What does speech “look” like

to an Automatic Speech Recognition System?

Jiang Wujiang.wu@binghamton.eduElectrical Engineering Department

Say if you are only allowed to use 39 values to represent a speech seg of 1 sec long…

What are “speech features?” What are good features?

◦ Discriminative

◦ “Curse of Dimensionality”

How do we extract features from speech?

From both time and frequency domain…

For each frame of pre-recorded speech, we try to extract the feature as to compress its spectrum.

Frequency Domain Features : “Static” Features

0 2 4 6 8-0.2

Frequency [kHz]

BV1BV2

-60 -40 -20 0 20 40 60-0.25

Time [ms]

BV1BV2

Time Domain Features : Trajectories of Static Spectral Features over Time Most recent research has

shown that spectral trajectories, over time, also play an important role in ASR.

Thus, we also want to let computers see what happens over time, about the center of each static feature.

So finally to the ASR system, the speech features look like…

Time (Sec)

Original Spectrogram

0.5 0.6 0.7 0.8 0.9 1 1.1 1.2 1.3 1.4 1.50

Time (Sec)

Rebuilt Spectrogram

0.5 0.6 0.7 0.8 0.9 1 1.1 1.2 1.3 1.4 1.50

Other Features for Future Study… Pitch Contour :

◦ Strongly related to “tones”◦ Very popular feature type

for tonal languages: Mandarin, Cantonese, Some of Korean dialects, etc.

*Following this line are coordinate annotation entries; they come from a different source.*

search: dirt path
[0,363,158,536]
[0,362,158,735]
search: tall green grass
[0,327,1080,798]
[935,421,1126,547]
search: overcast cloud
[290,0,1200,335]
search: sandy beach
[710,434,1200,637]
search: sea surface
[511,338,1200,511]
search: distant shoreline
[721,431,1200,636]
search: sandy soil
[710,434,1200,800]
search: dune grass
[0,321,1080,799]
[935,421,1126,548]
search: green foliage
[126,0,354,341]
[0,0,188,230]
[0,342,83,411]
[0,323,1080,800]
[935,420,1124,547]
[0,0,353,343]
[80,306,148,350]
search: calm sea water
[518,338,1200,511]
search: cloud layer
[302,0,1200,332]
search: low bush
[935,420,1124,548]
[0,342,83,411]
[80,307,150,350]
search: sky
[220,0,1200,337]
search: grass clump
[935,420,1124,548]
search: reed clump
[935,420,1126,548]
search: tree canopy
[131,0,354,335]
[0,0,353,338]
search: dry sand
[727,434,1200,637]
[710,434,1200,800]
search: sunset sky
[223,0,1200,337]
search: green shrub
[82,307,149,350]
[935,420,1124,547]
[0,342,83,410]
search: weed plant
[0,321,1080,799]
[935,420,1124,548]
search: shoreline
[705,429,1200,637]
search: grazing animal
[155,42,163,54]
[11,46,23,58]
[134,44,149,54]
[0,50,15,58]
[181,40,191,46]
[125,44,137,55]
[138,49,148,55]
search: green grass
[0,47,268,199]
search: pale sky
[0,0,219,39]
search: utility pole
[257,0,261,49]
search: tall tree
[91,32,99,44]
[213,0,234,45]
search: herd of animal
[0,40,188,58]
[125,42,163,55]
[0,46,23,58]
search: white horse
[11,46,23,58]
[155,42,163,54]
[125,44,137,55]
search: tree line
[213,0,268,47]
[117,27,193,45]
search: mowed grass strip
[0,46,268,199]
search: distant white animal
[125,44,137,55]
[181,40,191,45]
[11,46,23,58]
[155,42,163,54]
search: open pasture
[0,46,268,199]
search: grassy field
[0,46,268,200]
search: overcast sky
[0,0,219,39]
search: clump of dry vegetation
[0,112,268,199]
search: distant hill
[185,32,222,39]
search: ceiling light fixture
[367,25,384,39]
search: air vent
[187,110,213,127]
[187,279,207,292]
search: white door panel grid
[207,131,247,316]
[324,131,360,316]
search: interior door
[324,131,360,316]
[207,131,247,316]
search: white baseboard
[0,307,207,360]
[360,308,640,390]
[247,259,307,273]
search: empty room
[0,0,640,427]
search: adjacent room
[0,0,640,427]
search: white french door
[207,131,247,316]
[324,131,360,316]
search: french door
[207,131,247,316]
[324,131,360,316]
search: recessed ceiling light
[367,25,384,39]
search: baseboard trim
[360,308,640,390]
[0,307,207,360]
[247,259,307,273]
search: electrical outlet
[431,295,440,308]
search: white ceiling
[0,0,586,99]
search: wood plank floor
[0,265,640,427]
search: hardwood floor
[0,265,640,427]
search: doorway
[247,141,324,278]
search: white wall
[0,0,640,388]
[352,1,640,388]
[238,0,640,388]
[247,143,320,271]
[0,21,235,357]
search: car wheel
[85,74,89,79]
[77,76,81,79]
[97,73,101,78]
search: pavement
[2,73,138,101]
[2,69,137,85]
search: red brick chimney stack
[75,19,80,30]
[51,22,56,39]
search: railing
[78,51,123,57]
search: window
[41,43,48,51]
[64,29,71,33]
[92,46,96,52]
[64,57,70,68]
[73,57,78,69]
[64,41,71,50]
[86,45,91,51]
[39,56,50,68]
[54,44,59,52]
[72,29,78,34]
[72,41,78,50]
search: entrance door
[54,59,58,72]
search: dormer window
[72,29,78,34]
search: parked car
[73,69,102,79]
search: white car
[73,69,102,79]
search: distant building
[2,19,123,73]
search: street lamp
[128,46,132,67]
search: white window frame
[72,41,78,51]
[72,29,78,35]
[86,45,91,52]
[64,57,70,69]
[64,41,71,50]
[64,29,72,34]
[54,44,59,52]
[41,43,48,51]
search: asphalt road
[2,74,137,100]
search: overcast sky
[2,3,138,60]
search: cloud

“Perceptual Features:◦ Analyze speech signal as to

how human’s auditory system “perceptually” process sound

◦ Frequency resolution and time resolution both depend on frequency and time..

0 0.5 1 1.5 2 2.5 3-4000

4000Speech waveform

Time (seconds)

0 0.5 1 1.5 2 2.50

300Pitch

Time (seconds)

0.5 1 1.5 2 2.5 30

8000Spectrogram

Our Speech Lab Dr. Montri Karnjanadecha (Force Alignment) Chandra Vootkuri (Ph.D.) (Landmark Theory) Brian Wong (M.S.) (Freq. Non-linearity) Andrew Hwang(M.S.) (Feature Transform)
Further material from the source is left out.